In retirement he spent many hours painting and sculpting and also wrote two novels.
His two daughters Elizabeth and Leslie and son Christopher from his first marriage to the late Faye Maltese, whom he divorced in 1986, were close to their father and his second wife. It is not thought any had seen the pair in recent months however.
Together with close friends the three Hackman adult children are now deciding what will happen to the devoted pair’s two remaining dogs.
For locals and Gaber, their sadness at the loss of Zinna along with the Hackmans is tempered by the relief that Nikita and Bear somehow survived.
‘I’m greatly pleased that they made it – I don’t know if they scrounged food in the house and had access to water – who knows how they survived for more than a week,’ says Gaber, explaining that a trap had to be set up in the grounds of the Hackmans’ home to catch the distressed Nikita when emergency services arrived.

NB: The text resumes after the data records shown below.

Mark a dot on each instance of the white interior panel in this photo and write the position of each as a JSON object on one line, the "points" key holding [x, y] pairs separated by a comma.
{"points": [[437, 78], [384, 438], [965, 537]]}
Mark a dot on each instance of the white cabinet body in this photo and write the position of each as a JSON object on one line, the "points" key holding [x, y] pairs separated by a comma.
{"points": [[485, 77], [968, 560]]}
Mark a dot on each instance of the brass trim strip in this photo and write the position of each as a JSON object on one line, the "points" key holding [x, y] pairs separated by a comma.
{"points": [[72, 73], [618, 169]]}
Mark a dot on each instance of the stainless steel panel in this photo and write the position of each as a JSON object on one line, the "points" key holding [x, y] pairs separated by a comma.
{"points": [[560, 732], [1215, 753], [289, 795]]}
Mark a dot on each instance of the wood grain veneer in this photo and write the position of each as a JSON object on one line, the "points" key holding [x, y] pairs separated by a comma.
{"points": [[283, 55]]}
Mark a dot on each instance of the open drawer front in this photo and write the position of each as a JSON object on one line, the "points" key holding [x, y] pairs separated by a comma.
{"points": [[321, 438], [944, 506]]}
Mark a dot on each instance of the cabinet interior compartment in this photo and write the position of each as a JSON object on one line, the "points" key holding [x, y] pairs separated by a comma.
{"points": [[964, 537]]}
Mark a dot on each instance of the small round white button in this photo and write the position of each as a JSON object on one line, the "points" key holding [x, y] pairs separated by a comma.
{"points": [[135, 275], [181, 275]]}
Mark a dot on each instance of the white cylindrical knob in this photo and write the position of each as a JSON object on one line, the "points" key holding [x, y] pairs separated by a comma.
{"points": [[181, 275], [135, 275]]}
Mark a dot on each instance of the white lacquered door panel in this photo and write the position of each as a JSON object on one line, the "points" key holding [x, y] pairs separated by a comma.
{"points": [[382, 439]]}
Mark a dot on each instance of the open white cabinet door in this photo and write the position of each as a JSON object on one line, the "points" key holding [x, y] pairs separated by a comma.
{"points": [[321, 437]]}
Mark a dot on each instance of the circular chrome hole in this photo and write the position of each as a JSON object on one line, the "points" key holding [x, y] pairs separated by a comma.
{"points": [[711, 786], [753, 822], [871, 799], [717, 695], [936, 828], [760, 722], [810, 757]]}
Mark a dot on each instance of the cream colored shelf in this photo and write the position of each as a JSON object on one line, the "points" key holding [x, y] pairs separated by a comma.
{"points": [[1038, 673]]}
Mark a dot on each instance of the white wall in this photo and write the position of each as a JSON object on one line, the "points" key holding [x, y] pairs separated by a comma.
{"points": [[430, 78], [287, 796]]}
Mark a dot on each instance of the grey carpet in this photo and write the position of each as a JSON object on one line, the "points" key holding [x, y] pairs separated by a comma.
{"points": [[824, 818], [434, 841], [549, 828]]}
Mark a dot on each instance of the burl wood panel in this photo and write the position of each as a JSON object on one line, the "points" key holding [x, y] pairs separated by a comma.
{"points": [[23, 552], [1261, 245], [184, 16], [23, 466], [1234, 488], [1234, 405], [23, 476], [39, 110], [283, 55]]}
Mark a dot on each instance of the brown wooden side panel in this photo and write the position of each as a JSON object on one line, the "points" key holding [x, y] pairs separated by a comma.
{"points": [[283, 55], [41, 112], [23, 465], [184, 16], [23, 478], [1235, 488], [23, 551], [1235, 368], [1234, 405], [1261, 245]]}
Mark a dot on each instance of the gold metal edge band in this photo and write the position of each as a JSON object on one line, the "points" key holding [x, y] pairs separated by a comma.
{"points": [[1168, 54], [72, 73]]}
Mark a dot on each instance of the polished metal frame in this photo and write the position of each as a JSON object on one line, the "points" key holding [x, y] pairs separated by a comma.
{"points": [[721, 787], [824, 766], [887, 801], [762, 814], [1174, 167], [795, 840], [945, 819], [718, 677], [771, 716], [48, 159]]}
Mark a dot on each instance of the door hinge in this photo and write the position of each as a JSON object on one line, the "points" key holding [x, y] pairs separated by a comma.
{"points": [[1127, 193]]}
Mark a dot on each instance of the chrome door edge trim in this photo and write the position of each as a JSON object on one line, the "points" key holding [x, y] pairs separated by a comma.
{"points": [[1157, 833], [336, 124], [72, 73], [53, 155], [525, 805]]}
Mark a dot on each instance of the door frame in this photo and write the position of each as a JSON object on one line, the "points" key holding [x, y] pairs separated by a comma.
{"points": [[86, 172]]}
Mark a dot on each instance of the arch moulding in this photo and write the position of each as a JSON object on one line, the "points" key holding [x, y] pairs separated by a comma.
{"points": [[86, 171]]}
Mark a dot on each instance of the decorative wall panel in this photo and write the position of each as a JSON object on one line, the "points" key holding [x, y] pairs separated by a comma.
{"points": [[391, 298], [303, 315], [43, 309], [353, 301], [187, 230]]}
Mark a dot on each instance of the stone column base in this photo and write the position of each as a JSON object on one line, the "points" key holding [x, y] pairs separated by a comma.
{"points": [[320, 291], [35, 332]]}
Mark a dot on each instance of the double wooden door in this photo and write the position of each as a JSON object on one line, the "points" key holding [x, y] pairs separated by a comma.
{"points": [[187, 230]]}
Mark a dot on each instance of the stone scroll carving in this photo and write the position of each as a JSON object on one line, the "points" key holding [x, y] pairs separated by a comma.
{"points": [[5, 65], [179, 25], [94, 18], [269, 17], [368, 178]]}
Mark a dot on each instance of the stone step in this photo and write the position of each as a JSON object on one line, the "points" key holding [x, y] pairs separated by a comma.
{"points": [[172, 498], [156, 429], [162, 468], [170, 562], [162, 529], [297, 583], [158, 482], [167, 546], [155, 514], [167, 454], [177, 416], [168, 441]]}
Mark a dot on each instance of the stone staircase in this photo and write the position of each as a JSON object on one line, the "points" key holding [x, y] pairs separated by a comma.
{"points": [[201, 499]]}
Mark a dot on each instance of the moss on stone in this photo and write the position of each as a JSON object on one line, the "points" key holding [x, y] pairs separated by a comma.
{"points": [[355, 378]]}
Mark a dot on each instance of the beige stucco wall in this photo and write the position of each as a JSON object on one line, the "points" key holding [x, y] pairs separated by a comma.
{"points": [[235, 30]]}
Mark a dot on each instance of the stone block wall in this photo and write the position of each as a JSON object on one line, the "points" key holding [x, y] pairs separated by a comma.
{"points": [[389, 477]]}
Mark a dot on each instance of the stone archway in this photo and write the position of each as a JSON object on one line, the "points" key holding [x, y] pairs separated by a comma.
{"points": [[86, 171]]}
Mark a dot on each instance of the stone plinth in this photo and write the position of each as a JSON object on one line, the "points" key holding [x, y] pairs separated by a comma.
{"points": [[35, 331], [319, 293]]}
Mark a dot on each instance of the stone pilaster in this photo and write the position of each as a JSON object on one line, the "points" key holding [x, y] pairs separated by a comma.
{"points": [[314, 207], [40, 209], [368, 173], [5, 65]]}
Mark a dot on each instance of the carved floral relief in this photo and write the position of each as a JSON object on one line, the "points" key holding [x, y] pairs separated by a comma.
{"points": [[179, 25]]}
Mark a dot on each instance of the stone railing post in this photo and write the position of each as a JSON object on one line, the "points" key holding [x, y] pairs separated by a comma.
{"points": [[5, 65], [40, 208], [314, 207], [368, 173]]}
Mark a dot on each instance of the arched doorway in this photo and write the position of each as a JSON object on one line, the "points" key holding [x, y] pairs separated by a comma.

‘Nikita is very shy but now they are both being looked after. They will be kept together most likely, but for now we all have to wait until we know what the family wants.
‘I think they will be relinquished to a loving person who already knows them and who will love them for ever, as Betsy and Gene would have wanted.’
While little else appears certain in the mystery that has transfixed Hollywood watchers for more than a week, of the Hackmans’ love for their dogs there can be no doubt.